Misalnya, budaya Bugis dalam masyarkat Sulawesi Selatan. Nilai budaya dijadikan Adat dan menjadi norma dalam berinteraksi sesama Masyarakat. Falsafah Sipa 3 dalam budaya Bugis merupakan salah satu norma yang dijunjung tinggi oleh Suku Bugis. Falsafah Sipa 3 terdiri dari Sipakatau, Sipakalebbi dan Sipakainge.
Sipakatau adalah konsep yang memandang setiap manusia sebagai manusia. Manusia hendaklah saling memperlakukan sebagai manusia seutuhnya, sehingga tidaklah pantas memperlakukan orang lain di luar perlakuan yang pantas bagi manusia. Konsep tersebut sangat mengedepankan sikap penghargaan terhadap manusia. Nilai ini mengajarkan memperlakukan manusia lain sama dengan memperlakukan diri sendiri.
Sipakalebbi adalah konsep yang memandang manusia sebagai mahluk yang senang dipuji dan diperlakukan dengan baik dan selayaknya. Nilai ini menginginkan agar manusia memandang manusia lain dengan segala kelebihannya, saling memuji akan menciptakan suasana yang menyenangkan dan menggairahkan, hingga siapapun yang berada dalam kondisi tersebut akan senang dan merasa tentram.
Sipakainge adalah sikap saling mengingatkan antar sesama manusia. Setiap manusia memiliki kelebihan dan kekurangan. Adakalanya manusia terpeleset, kondisi inilah manusia harus saling mengingatkan, sehingga siapapun akan selalu diingatkan untuk berjalan di jalan yang lurus.
Aksi kekerasan yang menimbulkan ribuan korban jiwa oleh kelompok radikal-terorisme menjadi alasan bagi budaya Bugis untuk tidak memberi ruang bagi paham tersebut. Pemahaman yang dianutnya sangat bertentangan dengan Adat Suku Bugis termasuk nilai falsafah Sipa 3.
Akatualisasi falsafah sipa3 di tengah Masyarakat akan menciptakan kedamaian antar manusia. Sipa 3 akan melahirkan sikap toleransi, saling menghargai dan menghormati sesama Manusia, Sehingga ruang untuk kelompok radikal-terorisme akan sulit berkembang.

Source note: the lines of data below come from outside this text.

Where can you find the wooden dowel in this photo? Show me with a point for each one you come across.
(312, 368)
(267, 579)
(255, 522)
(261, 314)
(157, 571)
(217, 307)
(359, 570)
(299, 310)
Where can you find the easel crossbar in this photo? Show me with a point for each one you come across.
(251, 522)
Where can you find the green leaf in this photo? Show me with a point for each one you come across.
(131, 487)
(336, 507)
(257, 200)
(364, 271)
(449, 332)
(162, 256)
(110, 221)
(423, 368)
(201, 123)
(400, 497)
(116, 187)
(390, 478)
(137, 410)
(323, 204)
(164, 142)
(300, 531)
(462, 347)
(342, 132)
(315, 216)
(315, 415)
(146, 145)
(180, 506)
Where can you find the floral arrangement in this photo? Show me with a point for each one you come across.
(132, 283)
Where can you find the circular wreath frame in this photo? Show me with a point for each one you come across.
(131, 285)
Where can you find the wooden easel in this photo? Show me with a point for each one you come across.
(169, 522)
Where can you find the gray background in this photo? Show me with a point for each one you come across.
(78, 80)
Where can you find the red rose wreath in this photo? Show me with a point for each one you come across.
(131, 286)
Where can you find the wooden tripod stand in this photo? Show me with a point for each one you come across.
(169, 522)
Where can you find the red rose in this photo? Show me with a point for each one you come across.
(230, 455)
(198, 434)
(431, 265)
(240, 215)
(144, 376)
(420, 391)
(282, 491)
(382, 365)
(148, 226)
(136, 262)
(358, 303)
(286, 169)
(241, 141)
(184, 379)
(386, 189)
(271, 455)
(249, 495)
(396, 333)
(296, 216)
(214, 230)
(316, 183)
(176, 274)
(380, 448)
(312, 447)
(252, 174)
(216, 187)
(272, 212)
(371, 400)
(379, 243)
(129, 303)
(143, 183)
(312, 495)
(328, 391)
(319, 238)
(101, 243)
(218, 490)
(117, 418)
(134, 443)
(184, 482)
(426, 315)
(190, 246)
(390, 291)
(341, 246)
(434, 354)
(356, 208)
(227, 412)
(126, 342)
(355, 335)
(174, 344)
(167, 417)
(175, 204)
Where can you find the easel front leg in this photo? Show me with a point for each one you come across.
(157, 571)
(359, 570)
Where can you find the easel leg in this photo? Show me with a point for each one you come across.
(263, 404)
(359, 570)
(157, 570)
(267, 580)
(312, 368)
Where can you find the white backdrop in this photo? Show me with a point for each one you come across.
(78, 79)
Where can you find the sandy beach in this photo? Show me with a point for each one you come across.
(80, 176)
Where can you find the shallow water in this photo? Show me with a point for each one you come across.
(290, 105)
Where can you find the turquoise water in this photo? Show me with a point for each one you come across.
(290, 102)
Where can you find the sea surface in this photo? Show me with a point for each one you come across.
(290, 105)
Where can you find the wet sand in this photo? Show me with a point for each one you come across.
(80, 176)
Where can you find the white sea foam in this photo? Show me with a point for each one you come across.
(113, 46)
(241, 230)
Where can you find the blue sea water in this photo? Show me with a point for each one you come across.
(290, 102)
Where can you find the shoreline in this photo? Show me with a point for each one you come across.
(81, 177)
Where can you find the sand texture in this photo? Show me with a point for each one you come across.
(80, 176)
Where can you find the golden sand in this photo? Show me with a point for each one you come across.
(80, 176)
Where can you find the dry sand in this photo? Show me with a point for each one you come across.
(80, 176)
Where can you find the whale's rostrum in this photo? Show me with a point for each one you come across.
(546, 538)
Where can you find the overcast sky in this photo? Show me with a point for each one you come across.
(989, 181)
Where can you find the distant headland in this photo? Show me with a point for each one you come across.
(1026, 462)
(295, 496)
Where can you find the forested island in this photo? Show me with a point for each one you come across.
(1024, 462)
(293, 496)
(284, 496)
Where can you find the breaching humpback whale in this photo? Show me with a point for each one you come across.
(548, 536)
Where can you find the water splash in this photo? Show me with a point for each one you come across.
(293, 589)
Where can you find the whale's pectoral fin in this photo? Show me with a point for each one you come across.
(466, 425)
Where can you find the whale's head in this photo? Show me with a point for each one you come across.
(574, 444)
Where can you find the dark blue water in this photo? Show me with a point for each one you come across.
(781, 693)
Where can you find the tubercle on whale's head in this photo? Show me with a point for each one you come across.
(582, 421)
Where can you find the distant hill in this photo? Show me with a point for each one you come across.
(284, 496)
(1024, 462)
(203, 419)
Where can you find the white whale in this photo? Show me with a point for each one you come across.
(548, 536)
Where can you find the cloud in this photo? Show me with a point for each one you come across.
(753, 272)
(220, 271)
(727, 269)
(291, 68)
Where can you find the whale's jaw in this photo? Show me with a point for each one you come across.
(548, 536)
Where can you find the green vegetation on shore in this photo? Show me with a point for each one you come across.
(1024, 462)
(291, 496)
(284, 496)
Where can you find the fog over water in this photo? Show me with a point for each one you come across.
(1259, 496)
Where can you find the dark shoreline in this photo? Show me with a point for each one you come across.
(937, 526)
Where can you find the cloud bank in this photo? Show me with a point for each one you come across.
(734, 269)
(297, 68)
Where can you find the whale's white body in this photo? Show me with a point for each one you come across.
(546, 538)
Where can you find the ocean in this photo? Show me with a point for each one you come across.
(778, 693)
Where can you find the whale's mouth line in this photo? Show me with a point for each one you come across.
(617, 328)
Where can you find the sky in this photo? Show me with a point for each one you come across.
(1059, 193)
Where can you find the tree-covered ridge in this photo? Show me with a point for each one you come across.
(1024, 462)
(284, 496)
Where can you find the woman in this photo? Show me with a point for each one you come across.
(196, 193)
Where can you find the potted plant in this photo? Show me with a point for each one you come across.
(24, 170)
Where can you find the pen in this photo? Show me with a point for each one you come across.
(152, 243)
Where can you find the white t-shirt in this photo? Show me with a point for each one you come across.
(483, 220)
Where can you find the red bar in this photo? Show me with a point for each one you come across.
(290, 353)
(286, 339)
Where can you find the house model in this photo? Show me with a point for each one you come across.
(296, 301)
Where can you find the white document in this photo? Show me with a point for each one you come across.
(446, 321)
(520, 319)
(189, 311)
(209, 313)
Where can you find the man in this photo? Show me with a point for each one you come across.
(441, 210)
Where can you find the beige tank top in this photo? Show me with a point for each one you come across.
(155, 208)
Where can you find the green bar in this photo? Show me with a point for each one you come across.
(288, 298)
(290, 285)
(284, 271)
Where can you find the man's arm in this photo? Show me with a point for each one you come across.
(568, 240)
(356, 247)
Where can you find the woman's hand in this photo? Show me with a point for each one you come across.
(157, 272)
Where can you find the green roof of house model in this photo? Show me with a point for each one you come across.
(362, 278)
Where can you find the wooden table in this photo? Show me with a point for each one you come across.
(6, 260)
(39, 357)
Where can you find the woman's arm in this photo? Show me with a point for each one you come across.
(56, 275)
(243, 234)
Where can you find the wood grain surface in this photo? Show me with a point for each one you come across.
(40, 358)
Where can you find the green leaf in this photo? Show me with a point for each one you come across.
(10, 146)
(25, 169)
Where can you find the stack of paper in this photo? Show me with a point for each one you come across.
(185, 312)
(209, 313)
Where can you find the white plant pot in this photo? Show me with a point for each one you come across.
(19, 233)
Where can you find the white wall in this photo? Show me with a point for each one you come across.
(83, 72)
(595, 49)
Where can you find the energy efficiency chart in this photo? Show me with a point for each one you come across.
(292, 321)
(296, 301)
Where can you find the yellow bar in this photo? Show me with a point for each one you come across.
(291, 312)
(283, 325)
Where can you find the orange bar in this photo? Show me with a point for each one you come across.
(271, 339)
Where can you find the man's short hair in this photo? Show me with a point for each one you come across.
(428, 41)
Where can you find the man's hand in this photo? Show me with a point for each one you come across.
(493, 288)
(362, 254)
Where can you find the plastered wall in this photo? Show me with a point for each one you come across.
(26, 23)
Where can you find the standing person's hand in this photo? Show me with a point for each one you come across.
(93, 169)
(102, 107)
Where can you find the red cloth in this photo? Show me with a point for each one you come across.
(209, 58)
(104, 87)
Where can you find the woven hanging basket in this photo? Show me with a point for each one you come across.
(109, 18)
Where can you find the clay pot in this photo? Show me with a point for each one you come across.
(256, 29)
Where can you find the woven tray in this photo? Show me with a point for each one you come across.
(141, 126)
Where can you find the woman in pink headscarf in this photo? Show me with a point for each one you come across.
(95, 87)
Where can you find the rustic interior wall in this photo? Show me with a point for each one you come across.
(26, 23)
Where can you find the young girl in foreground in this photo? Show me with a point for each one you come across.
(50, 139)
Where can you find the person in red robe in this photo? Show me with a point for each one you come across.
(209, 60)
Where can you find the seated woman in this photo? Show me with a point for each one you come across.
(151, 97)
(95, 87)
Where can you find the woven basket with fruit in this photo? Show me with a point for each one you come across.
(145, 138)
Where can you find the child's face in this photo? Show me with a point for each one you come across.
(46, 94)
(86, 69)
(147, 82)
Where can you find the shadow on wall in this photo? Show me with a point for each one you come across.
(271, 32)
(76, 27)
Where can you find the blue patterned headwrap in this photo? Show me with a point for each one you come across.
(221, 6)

Ketiga nilai diatas sekaligus menegaskan bahwa paham Radikal-Terorisme sesungguhnya tidak bisa diterima oleh bangsa Indonesia, khususnya bagi Masyarakat Sulawesi Selatan.
Mundukung paham radikal-terorisme merupakan sebuah pelanggaran adat yang akan dijatuhi sangksi sosial. Sangksi tersebut merupakan rasa malu bagi diri sendiri, orang tua, kerabat dan lingkungan terhadap masyarakat luas. Penolakan terhadap paham radikal-terorisme merupakan bagian dari aktualisasi nilai budaya Bugis untuk mendatangkan kemaslahatan bagi masyarakat, bangsa dan negara.